Friday, Nov. 29, 1968
Prelude to Butchery
The triptych centers on what can only be a dismembered corpse, with blood spattered on the castoff clothing and zippered travel bag. On either side are matching panels, which may -- or may not -- be the orgiastic prelude to butchery. On the left, two plump nude figures lie exhausted on a curious coffee table covered with mattresses and fitted with a mirror for self-viewing. On the right, two figures are ravenously devouring each other, while the mirror this time picks up the image of an attendant voyeur calmly chatting on the telephone. The work is by Britain's Francis Bacon, 59, currently being shown at Manhattan's Marlborough-Gerson Gallery. The new proud possessor is the multimillion-dollar Joseph H. Hirshhorn Foundation, which already owns seven Bacons and cheerfully parted with an estimated $150,000 to buy this one.
Bacon's show may prove to be the most popular of the season; in the first week, all 19 oils have been either sold or reserved for prices ranging upward from $35,000 for the smallest multiple-image portraits. For nearly 20 years, he has been renowned in inner circles as Britain's finest figurative painter; his works have hung in U.S. museums since the early 1950s.
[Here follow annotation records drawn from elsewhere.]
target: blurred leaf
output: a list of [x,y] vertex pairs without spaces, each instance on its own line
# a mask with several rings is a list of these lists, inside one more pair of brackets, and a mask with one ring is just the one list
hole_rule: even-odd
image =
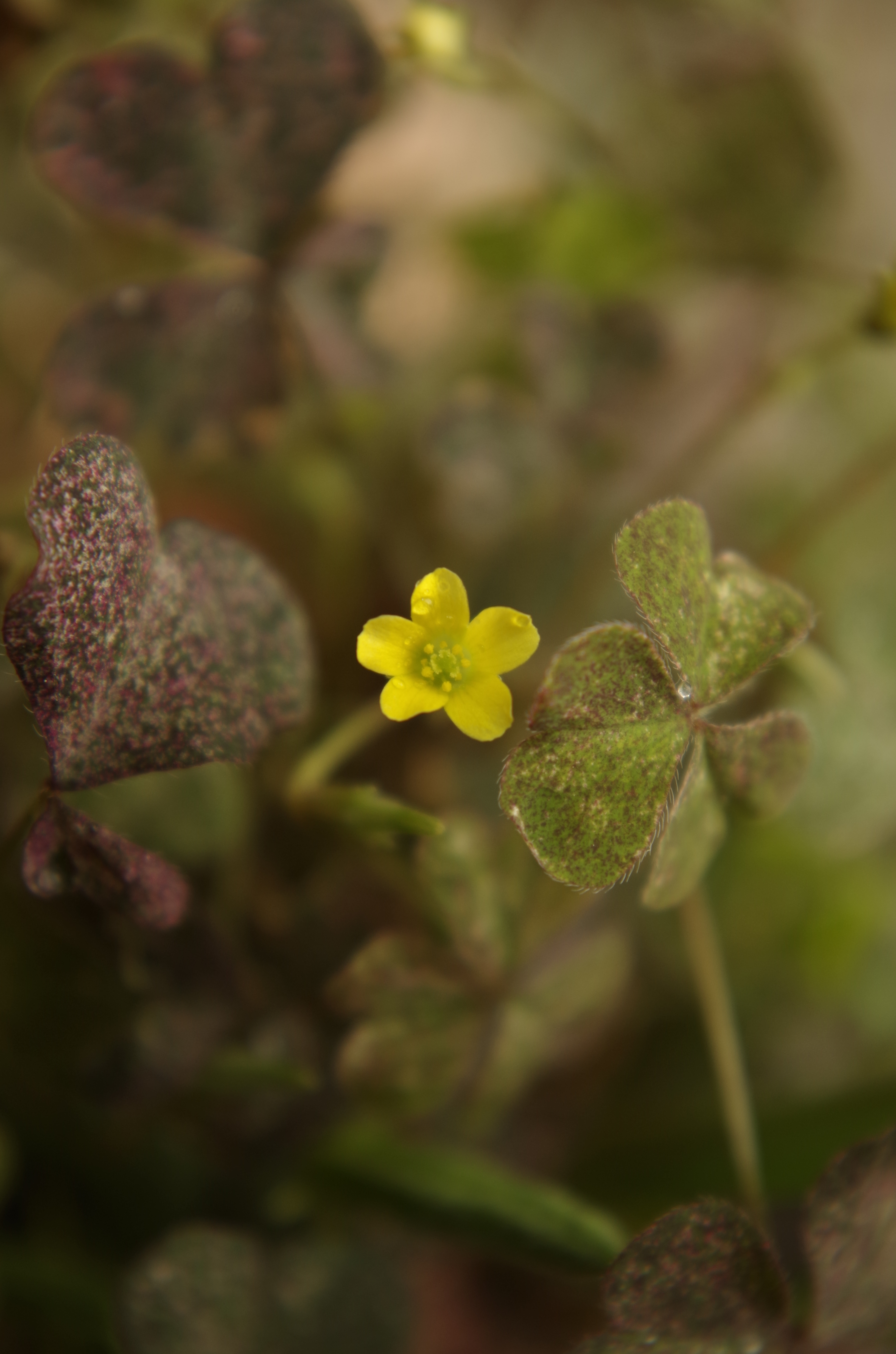
[[788,1294],[771,1247],[719,1200],[660,1217],[601,1289],[605,1330],[581,1354],[735,1354],[776,1347],[785,1332]]
[[352,831],[402,833],[407,837],[433,837],[444,831],[432,814],[422,814],[376,785],[317,785],[295,793],[291,807],[299,814],[314,814],[351,827]]
[[38,898],[73,888],[160,930],[176,926],[189,900],[187,880],[166,860],[55,798],[28,833],[22,875]]
[[462,976],[425,942],[382,934],[333,979],[338,1009],[363,1018],[342,1041],[340,1080],[424,1113],[453,1093],[479,1029]]
[[555,654],[508,758],[501,807],[543,868],[602,888],[644,856],[690,739],[659,655],[632,626],[597,626]]
[[[731,730],[735,733],[736,730]],[[654,853],[642,902],[646,907],[674,907],[694,891],[725,835],[725,815],[698,738],[669,826]]]
[[195,869],[246,850],[254,818],[250,791],[242,768],[207,762],[73,791],[66,802],[139,846]]
[[70,432],[130,437],[153,428],[184,447],[283,402],[275,299],[257,283],[191,278],[126,286],[68,322],[45,370],[50,408]]
[[459,242],[472,265],[499,283],[559,283],[606,301],[648,276],[665,250],[660,219],[610,184],[586,183],[525,211],[464,222]]
[[784,812],[812,758],[812,739],[799,715],[776,709],[748,724],[707,724],[704,735],[724,795],[759,818]]
[[318,1086],[318,1075],[309,1064],[234,1045],[214,1053],[196,1085],[199,1090],[219,1095],[248,1095],[265,1090],[313,1091]]
[[812,626],[812,608],[793,588],[739,555],[713,565],[707,517],[682,498],[623,527],[616,567],[694,705],[730,696]]
[[658,264],[662,234],[656,214],[608,187],[562,196],[539,232],[537,271],[586,297],[617,297]]
[[471,974],[495,982],[510,959],[513,900],[485,825],[453,816],[441,837],[421,844],[417,861],[428,917]]
[[896,1131],[850,1147],[809,1197],[812,1335],[819,1346],[889,1349],[896,1332]]
[[292,1242],[272,1257],[276,1354],[399,1354],[409,1293],[388,1252],[363,1244]]
[[268,256],[374,111],[379,76],[348,4],[259,0],[218,26],[207,77],[149,45],[62,72],[38,104],[31,144],[80,207]]
[[103,437],[54,452],[31,492],[41,561],[4,640],[62,789],[206,761],[249,761],[307,711],[296,601],[199,523],[156,529],[131,455]]
[[693,62],[681,125],[673,115],[660,142],[660,176],[705,253],[777,269],[822,204],[835,157],[799,70],[757,41],[755,24],[744,37],[739,58]]
[[125,1346],[130,1354],[261,1354],[264,1289],[264,1251],[253,1236],[181,1227],[123,1285]]
[[360,1190],[440,1231],[568,1269],[606,1265],[623,1244],[617,1223],[555,1185],[487,1158],[422,1147],[384,1129],[351,1127],[318,1151],[322,1177]]

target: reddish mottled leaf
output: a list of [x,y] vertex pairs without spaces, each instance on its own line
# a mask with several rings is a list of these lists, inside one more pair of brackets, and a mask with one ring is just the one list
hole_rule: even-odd
[[38,898],[77,890],[143,926],[176,926],[189,888],[173,865],[51,799],[28,833],[23,879]]
[[305,616],[250,550],[194,521],[157,531],[127,447],[76,437],[31,492],[41,558],[3,638],[57,789],[248,761],[306,714]]
[[605,1328],[582,1354],[734,1354],[784,1336],[786,1289],[771,1248],[732,1204],[673,1209],[604,1277]]
[[776,709],[748,724],[707,724],[707,751],[719,788],[761,818],[782,812],[800,788],[812,739],[799,715]]
[[805,639],[805,597],[735,554],[713,563],[702,508],[670,498],[637,513],[614,546],[623,586],[696,705],[715,705]]
[[73,315],[45,386],[72,432],[127,437],[150,425],[175,447],[199,429],[230,432],[284,398],[273,298],[238,282],[119,287]]
[[896,1335],[896,1131],[850,1147],[809,1198],[817,1346],[885,1350]]
[[271,255],[372,112],[379,77],[344,0],[259,0],[219,24],[207,76],[146,43],[65,70],[31,141],[80,207]]

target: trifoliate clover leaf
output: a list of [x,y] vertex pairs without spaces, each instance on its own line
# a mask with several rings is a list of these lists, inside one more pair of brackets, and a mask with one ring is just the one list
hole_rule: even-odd
[[650,639],[597,626],[555,655],[501,807],[554,879],[602,888],[656,835],[690,741],[688,708]]
[[79,207],[271,256],[378,103],[382,62],[344,0],[257,0],[229,14],[208,73],[152,43],[64,70],[31,145]]
[[646,907],[674,907],[702,879],[725,835],[725,815],[707,765],[701,737],[696,746],[669,825],[654,849],[650,877],[642,894]]
[[421,844],[430,934],[369,941],[330,984],[356,1017],[337,1059],[346,1089],[416,1117],[460,1106],[490,1127],[562,1048],[614,1009],[631,971],[620,930],[596,925],[536,961],[518,944],[518,900],[470,819]]
[[579,1354],[735,1354],[774,1349],[785,1334],[771,1247],[721,1200],[673,1209],[629,1242],[601,1297],[605,1328]]
[[444,709],[468,738],[506,734],[513,703],[499,674],[539,647],[532,617],[487,607],[470,620],[467,589],[451,569],[420,580],[410,616],[376,616],[357,636],[359,663],[391,678],[380,695],[383,714],[402,720]]
[[536,696],[529,737],[508,758],[501,806],[543,868],[577,888],[613,884],[654,848],[644,902],[669,907],[721,841],[717,796],[781,812],[808,766],[797,715],[730,728],[704,709],[800,643],[812,611],[738,555],[713,565],[707,519],[682,500],[635,517],[616,539],[616,561],[663,657],[631,626],[568,640]]
[[721,1200],[675,1208],[601,1281],[596,1336],[575,1354],[884,1354],[896,1331],[896,1129],[847,1148],[809,1194],[803,1225],[808,1319],[774,1251]]
[[54,789],[249,761],[309,709],[298,601],[230,536],[156,525],[127,447],[77,437],[37,478],[34,574],[3,638],[46,739]]
[[704,737],[719,789],[758,818],[784,812],[812,758],[809,731],[789,709],[747,724],[704,724]]
[[735,554],[712,561],[696,504],[673,498],[632,517],[616,538],[616,569],[697,705],[725,700],[805,639],[808,601]]

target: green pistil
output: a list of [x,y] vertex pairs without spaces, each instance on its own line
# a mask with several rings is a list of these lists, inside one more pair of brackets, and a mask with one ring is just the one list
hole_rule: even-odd
[[421,676],[441,686],[445,693],[451,691],[453,682],[463,678],[467,668],[470,668],[470,658],[460,645],[449,645],[448,640],[443,639],[439,643],[424,646],[420,663]]

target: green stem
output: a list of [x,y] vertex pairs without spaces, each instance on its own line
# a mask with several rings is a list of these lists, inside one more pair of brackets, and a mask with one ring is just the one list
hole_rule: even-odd
[[721,946],[702,888],[685,899],[679,914],[740,1193],[750,1212],[761,1219],[765,1200],[750,1085]]
[[46,802],[50,798],[50,795],[51,795],[50,785],[45,783],[43,785],[41,785],[41,788],[37,792],[37,795],[34,796],[34,799],[31,799],[24,806],[24,808],[22,810],[22,812],[19,814],[19,816],[16,819],[14,819],[14,822],[9,825],[9,827],[7,829],[7,833],[5,833],[4,838],[3,838],[3,841],[0,841],[0,864],[1,865],[5,865],[8,857],[15,850],[16,842],[27,833],[27,830],[31,826],[31,823],[42,812],[43,806],[46,804]]
[[319,743],[310,747],[296,764],[286,785],[286,802],[300,800],[309,789],[325,785],[334,770],[353,757],[356,751],[378,734],[382,734],[388,720],[379,708],[379,700],[360,705],[341,719]]

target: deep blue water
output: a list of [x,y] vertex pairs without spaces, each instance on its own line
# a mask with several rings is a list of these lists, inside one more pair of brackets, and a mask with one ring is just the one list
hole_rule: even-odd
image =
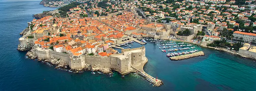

His commercial success is a telling comment on just how open-minded the general public has become, for Bacon's material is, to put it simply, sick.
Most of the canvases he paints depict pulpy male nudes who couple lewdly on beds or sit like withdrawn junkies in cell-like boxes. The current show also includes many grotesquely distorted portraits of his friends, among them George Dyer, his studio assistant, Isabel Rawsthorne, wife of Composer Alan Rawsthorne, and Painter Lucian Freud, Sigmund's grandson. On one canvas, a hypodermic syringe rises from what looks like a well-beaten body, while in a corner of another a bird that has been plucked stark naked screeches desperately on his perch.
Foetus Crouch. Bacon, of course, makes no bones about the fact that the obsessive subject of his paintings is homosexual despair. He argues, however, that the despair he has observed among heterosexuals amounts to more or less the same thing. Certainly the horror and fascination with which some viewers respond to his works seem to support his contention.
To capture the feverish, nightmare quality of the experiences Bacon depicts, he has developed what is essentially a surrealist dream style to near perfection. Every brush stroke bears the mark of absolute conviction, from the fields of poison green and fetid lilac that deck his backdrops to the calculated white ejaculatory splats that he lashes across the legs of his subjects. There is hatred and hostility in Bacon's vision, but of late it seems to be mellowing. Nothing in his current show comes near to matching the insane intensity of his screaming popes of 1949-53. A study of three male bodies, to be sure, shows one crouched like a foetus and another with his leg in a splint, but the third, who dangles apelike from a pole, has an amiable if freakish mien. A woman lounging in a deck chair turns a face wreathed in a hideous grimace--yet, on second glance, it is obviously nothing more than the grin of a well-fed Cheshire cat.